After Tuesday’s foam-filled appearance by the House of Murdoch (in father-and-son matching outfits) before the British House of Commons, the New York Times filed a relatively restrained eight pieces in its Wednesday edition.
Begin with the bad news front-page story:
LONDON — It was riveting theater, a newly emboldened parliamentary committee facing off against the 80-year-old Rupert Murdoch, the world’s most powerful media mogul, in a series of exchanges designed to get to the bottom of the phone hacking scandal that has engulfed not just Mr. Murdoch’s News Corporation, but also Britain’s political and law-enforcement elite.
In two hours of intense questioning broken only by a bizarre incident in which Mr. Murdoch was accosted with what appeared to be a foil pie plate filled with shaving cream, both he and his son James declared repeatedly that they had been shocked to discover something that has become increasingly apparent: that phone hacking and other illegal behavior were endemic at their News of the World tabloid, which is now defunct.
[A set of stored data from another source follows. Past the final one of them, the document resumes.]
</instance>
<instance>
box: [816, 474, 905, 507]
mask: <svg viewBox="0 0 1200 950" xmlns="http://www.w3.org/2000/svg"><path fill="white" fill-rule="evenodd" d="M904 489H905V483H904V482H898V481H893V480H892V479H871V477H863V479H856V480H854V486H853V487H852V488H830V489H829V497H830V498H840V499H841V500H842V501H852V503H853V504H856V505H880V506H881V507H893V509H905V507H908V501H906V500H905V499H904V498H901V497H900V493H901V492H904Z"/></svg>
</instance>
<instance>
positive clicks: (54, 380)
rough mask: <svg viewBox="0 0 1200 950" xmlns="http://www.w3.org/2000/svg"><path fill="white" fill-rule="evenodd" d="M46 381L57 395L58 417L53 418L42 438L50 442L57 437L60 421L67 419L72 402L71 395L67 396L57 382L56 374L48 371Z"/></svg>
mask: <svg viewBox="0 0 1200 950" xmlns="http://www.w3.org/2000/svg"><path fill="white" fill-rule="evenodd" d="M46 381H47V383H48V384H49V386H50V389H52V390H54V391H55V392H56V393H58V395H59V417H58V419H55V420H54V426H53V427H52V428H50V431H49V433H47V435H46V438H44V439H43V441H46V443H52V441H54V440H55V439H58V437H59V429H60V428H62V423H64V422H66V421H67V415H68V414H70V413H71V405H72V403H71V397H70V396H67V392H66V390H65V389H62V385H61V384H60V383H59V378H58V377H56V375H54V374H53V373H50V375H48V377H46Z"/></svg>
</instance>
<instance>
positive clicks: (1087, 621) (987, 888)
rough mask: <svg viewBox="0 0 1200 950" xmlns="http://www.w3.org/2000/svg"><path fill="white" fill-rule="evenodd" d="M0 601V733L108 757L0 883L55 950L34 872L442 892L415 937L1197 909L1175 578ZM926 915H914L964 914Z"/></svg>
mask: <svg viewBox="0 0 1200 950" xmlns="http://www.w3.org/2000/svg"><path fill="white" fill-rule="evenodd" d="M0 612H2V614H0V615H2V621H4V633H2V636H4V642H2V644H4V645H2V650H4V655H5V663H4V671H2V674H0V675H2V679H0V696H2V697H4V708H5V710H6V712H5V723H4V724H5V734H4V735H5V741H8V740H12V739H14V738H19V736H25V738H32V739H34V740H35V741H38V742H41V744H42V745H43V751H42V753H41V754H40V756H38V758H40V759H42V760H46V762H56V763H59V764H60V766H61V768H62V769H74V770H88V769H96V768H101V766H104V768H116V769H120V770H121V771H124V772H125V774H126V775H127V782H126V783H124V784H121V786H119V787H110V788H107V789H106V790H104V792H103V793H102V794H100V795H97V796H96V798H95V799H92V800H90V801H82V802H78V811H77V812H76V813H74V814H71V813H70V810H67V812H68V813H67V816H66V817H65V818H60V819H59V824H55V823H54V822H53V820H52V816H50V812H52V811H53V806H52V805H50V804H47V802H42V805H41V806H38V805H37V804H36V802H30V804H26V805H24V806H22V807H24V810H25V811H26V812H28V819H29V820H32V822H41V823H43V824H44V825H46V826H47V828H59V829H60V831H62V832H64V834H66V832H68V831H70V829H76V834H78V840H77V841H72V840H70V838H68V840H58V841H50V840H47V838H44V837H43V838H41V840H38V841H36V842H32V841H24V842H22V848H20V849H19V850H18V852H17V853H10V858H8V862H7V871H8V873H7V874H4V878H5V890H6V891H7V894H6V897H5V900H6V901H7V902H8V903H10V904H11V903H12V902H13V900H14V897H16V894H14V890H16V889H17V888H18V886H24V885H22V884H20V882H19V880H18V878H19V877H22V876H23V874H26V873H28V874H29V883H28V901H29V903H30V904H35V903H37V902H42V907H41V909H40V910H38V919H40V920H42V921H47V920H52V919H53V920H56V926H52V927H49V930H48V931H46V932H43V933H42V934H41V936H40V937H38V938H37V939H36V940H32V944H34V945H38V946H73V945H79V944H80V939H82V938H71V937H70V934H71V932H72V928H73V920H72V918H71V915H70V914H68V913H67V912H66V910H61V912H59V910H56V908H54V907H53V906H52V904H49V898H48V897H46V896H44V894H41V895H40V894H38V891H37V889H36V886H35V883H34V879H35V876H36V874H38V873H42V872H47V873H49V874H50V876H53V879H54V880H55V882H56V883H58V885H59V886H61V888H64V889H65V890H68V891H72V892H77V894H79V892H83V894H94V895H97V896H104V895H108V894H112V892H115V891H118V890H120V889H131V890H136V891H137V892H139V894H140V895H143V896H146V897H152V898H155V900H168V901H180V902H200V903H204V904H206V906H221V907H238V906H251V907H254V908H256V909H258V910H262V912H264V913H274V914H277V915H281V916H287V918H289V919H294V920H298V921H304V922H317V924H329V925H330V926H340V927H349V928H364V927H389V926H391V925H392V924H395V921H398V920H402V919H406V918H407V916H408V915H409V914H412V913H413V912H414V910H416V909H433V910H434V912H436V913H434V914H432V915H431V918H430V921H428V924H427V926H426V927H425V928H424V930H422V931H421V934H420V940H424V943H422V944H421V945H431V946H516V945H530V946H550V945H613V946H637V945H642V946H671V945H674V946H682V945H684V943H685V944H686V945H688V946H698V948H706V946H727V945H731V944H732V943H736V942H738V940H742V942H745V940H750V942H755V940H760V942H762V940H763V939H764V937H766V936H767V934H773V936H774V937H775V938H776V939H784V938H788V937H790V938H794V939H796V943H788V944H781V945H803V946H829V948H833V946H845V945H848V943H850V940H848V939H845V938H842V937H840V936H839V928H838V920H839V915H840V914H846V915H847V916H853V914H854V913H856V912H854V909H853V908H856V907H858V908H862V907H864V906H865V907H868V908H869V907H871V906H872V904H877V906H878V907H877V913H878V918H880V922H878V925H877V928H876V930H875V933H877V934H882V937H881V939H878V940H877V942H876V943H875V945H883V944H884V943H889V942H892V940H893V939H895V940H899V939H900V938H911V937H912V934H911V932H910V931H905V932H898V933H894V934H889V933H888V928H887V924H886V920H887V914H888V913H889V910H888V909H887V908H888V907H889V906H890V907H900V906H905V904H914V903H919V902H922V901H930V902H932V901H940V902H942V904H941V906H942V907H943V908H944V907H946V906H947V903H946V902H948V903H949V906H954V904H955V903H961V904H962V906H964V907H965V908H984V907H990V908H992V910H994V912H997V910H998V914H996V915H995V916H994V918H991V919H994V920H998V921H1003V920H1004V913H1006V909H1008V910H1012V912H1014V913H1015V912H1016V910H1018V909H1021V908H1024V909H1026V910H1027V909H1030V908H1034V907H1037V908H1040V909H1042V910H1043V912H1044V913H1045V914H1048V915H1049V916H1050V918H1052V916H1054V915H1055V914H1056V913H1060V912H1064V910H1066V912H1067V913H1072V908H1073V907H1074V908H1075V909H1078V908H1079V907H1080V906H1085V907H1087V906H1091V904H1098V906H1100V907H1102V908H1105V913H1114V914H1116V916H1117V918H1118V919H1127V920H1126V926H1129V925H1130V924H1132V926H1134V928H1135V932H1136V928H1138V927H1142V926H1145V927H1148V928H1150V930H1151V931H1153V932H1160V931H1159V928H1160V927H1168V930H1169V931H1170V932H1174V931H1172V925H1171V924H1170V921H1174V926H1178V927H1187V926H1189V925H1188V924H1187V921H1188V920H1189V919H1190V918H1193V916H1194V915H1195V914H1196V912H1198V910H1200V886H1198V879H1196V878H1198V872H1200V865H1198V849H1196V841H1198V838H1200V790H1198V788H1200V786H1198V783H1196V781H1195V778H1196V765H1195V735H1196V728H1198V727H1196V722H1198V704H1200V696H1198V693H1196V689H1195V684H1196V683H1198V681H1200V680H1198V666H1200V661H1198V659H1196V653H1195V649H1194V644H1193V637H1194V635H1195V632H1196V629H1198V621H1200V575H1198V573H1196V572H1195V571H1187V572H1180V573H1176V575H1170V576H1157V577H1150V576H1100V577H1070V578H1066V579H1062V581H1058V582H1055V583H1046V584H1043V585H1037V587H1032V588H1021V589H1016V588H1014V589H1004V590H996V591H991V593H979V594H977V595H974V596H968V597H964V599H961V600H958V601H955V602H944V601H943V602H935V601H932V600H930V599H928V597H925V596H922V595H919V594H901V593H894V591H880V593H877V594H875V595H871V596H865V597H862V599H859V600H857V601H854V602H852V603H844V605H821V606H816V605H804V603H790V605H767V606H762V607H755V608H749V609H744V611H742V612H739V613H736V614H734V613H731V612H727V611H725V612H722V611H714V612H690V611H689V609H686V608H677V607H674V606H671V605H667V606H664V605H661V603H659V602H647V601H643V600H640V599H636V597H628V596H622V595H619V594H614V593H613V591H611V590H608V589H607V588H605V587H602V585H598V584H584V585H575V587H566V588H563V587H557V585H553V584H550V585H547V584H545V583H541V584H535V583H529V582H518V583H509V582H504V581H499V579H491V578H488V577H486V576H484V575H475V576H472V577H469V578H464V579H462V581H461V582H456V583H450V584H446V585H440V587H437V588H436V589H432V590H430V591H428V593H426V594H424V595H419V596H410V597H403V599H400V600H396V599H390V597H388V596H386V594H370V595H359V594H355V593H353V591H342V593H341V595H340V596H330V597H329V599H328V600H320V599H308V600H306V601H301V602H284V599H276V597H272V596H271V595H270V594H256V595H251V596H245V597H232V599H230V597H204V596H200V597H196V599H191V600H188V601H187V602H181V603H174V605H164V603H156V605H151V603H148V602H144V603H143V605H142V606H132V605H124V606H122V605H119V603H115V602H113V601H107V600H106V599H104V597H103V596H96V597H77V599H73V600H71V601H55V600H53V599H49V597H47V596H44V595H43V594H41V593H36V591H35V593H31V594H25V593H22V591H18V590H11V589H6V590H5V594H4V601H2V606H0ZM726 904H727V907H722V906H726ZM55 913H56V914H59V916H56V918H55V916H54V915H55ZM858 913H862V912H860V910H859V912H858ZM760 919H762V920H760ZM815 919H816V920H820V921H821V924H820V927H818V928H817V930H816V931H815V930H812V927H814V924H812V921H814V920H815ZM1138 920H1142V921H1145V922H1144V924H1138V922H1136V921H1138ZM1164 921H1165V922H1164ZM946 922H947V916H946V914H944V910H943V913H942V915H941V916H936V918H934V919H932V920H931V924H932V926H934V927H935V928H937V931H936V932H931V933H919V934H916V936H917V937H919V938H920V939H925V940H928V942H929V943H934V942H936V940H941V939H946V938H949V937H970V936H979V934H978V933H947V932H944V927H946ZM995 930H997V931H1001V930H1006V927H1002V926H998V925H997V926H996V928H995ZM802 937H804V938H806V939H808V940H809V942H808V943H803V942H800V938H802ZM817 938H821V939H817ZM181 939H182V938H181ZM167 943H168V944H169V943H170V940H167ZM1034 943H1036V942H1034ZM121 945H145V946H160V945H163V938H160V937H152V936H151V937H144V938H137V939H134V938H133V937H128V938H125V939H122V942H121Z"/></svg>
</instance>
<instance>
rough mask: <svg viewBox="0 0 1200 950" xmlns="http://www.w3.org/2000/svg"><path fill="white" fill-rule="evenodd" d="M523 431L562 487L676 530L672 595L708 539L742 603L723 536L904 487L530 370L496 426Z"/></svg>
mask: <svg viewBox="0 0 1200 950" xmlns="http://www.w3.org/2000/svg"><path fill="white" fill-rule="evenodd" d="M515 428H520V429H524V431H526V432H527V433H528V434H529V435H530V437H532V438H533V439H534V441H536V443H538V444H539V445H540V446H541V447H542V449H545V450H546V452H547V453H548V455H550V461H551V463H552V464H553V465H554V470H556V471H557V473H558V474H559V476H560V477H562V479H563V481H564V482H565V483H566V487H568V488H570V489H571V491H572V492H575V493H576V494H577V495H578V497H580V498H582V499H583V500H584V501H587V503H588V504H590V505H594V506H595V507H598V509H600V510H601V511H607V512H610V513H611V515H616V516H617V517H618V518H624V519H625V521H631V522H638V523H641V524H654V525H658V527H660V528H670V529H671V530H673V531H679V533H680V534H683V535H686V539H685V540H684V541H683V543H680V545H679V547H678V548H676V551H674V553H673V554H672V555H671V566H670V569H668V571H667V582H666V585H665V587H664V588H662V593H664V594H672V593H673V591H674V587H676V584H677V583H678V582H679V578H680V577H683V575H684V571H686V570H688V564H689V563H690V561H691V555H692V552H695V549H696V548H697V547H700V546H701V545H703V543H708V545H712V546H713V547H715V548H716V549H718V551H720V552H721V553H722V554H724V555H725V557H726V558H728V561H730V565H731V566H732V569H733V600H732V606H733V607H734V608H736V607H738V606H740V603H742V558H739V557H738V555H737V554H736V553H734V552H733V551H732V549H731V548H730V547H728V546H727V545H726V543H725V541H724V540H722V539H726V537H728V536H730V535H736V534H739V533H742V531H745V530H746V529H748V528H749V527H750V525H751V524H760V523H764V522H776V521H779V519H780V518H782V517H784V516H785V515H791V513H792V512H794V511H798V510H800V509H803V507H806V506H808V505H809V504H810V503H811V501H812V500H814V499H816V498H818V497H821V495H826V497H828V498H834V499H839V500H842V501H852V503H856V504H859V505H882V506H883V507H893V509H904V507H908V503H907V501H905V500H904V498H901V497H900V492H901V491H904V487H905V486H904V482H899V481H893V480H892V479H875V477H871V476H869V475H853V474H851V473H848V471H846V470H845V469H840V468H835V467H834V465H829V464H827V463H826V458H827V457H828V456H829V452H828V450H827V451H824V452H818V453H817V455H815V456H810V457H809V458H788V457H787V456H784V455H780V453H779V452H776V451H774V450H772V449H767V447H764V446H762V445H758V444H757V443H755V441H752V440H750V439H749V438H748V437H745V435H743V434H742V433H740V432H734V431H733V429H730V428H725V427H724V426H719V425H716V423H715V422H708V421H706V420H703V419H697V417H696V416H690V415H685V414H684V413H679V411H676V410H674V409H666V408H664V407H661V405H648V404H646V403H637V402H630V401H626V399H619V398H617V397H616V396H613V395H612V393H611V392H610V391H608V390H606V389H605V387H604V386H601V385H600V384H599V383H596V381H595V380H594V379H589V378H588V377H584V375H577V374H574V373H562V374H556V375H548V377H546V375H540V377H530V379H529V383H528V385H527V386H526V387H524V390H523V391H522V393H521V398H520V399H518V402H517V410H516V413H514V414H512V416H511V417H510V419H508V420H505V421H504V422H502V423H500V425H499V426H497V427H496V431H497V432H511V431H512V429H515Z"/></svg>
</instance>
Then there’s the good news story on A11:
Murdochs Caught a Break at Hearing, Stock Analysts Say
After days of intense anxiety over their appearance before a parliamentary committee on Tuesday, there seemed to be consensus inside the company and out that the Murdochs and the News Corporation had finally caught a break.
Instead of finding a signal that this was the beginning of the end of Rupert Murdoch’s run at the helm of his company, analysts stressed that there was no single revelatory moment during the proceedings. If the Murdochs seemed at times distant, even oblivious, to what was going on in their own company, there were no obvious admissions of wrongdoing or glaring contradictions in their testimony, analysts said.
Just another news day at Renzo Piano Plaza.